You'll hear these words again and again, sometimes as a reassurance, sometimes as an explanation, sometimes, it seems, simply as a mantra: "everyone grieves differently."
"Everyone grieves differently," they say, "Oh, yes, everyone grieves differently. You know, everyone grieves differently." They say it, but it isn't true.
Everyone seems to grieve in remarkably similar ways. There's the chasm, the stumble, the stagger, and the fall. There's the cold, the silence, and the dark. There's the shattering, the splintering, the grinding, the rending. There's the strange language in low whispers. There are tears that strangle and tears that scald. There's the chain of words around your wrists, the story worn out by the telling that always ends in exactly the same way.

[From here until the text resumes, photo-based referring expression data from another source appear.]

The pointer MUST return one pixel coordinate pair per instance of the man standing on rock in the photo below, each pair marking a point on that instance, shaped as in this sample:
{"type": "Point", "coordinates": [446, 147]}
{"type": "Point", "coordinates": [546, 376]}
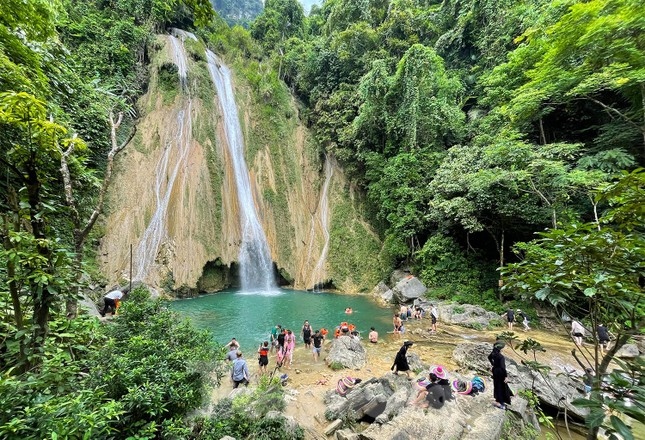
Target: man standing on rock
{"type": "Point", "coordinates": [110, 301]}
{"type": "Point", "coordinates": [240, 371]}
{"type": "Point", "coordinates": [401, 360]}
{"type": "Point", "coordinates": [510, 317]}
{"type": "Point", "coordinates": [434, 314]}
{"type": "Point", "coordinates": [317, 340]}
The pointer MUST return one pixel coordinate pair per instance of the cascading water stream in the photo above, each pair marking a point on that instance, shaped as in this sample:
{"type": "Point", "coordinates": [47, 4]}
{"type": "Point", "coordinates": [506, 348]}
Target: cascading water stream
{"type": "Point", "coordinates": [317, 273]}
{"type": "Point", "coordinates": [176, 149]}
{"type": "Point", "coordinates": [256, 266]}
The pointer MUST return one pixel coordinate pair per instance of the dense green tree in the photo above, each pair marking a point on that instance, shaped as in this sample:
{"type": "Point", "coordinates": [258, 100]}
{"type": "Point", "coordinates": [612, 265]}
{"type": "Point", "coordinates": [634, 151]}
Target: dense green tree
{"type": "Point", "coordinates": [280, 20]}
{"type": "Point", "coordinates": [592, 52]}
{"type": "Point", "coordinates": [594, 271]}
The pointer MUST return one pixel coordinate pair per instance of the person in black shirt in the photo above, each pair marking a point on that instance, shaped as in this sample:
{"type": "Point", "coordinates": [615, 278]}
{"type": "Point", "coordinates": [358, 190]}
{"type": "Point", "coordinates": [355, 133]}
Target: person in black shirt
{"type": "Point", "coordinates": [525, 320]}
{"type": "Point", "coordinates": [498, 364]}
{"type": "Point", "coordinates": [401, 360]}
{"type": "Point", "coordinates": [510, 317]}
{"type": "Point", "coordinates": [306, 334]}
{"type": "Point", "coordinates": [603, 337]}
{"type": "Point", "coordinates": [317, 339]}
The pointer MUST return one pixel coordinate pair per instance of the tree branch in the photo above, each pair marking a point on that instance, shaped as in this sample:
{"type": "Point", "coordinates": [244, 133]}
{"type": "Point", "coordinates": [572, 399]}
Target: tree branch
{"type": "Point", "coordinates": [67, 183]}
{"type": "Point", "coordinates": [116, 148]}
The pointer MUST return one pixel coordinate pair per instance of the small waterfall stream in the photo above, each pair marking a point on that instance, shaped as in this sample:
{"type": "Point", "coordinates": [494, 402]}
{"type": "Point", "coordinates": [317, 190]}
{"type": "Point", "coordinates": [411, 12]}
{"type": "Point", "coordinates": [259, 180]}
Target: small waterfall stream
{"type": "Point", "coordinates": [256, 266]}
{"type": "Point", "coordinates": [173, 157]}
{"type": "Point", "coordinates": [318, 273]}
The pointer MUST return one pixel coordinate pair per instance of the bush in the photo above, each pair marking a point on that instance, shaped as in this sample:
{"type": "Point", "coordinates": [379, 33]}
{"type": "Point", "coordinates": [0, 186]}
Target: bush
{"type": "Point", "coordinates": [443, 265]}
{"type": "Point", "coordinates": [245, 416]}
{"type": "Point", "coordinates": [336, 366]}
{"type": "Point", "coordinates": [56, 396]}
{"type": "Point", "coordinates": [155, 364]}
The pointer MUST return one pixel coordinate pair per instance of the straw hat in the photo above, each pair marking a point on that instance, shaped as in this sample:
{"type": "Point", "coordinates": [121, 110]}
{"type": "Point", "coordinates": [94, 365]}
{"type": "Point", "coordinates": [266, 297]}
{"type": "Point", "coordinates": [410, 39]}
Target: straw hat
{"type": "Point", "coordinates": [439, 371]}
{"type": "Point", "coordinates": [462, 386]}
{"type": "Point", "coordinates": [348, 382]}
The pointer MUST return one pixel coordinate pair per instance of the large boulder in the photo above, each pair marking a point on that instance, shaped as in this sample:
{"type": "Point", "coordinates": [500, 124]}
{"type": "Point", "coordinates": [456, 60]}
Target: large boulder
{"type": "Point", "coordinates": [554, 390]}
{"type": "Point", "coordinates": [386, 403]}
{"type": "Point", "coordinates": [398, 275]}
{"type": "Point", "coordinates": [628, 351]}
{"type": "Point", "coordinates": [408, 289]}
{"type": "Point", "coordinates": [348, 352]}
{"type": "Point", "coordinates": [466, 315]}
{"type": "Point", "coordinates": [473, 356]}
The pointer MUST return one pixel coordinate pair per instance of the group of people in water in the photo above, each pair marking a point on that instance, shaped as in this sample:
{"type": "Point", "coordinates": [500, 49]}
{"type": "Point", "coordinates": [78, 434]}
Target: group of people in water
{"type": "Point", "coordinates": [406, 313]}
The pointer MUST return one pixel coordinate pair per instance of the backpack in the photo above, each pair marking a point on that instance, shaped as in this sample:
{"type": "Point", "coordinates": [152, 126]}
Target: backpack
{"type": "Point", "coordinates": [478, 385]}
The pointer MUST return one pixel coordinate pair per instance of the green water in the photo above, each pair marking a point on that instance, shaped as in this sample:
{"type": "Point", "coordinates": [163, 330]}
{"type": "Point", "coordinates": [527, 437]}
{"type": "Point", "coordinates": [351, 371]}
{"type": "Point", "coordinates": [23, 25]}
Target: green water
{"type": "Point", "coordinates": [249, 317]}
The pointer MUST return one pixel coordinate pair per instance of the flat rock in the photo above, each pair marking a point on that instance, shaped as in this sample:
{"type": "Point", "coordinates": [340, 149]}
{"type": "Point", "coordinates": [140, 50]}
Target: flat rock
{"type": "Point", "coordinates": [408, 289]}
{"type": "Point", "coordinates": [347, 351]}
{"type": "Point", "coordinates": [333, 426]}
{"type": "Point", "coordinates": [628, 351]}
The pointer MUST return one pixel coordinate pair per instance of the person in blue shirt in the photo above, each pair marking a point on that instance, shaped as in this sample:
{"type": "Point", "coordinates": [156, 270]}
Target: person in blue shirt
{"type": "Point", "coordinates": [240, 371]}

There's the wearying round of repetition. The first month, the second month, the third month. There's the ever-recurring day as the weeks gain ground. There's the first Christmas, first Easter, first Mother's Day. Then the whole year has gone and the counting begins again, but more quietly this time.
Sometimes there's the stake and sometimes there's the stone, the garden, the poppied field far from the swing of the sea. There's the shadow and the apple blossoms, the thimble and the stitches, the cypress and the yew. Everyone grieves that way. Everyone, it seems, except for me.
"You can't compare pain," they say. But that's not true either.
I lift your grief in one hand, mine in the other. I balance them against each other, gauging their heft. I lay them side by side and measure carefully. Mine always comes up short.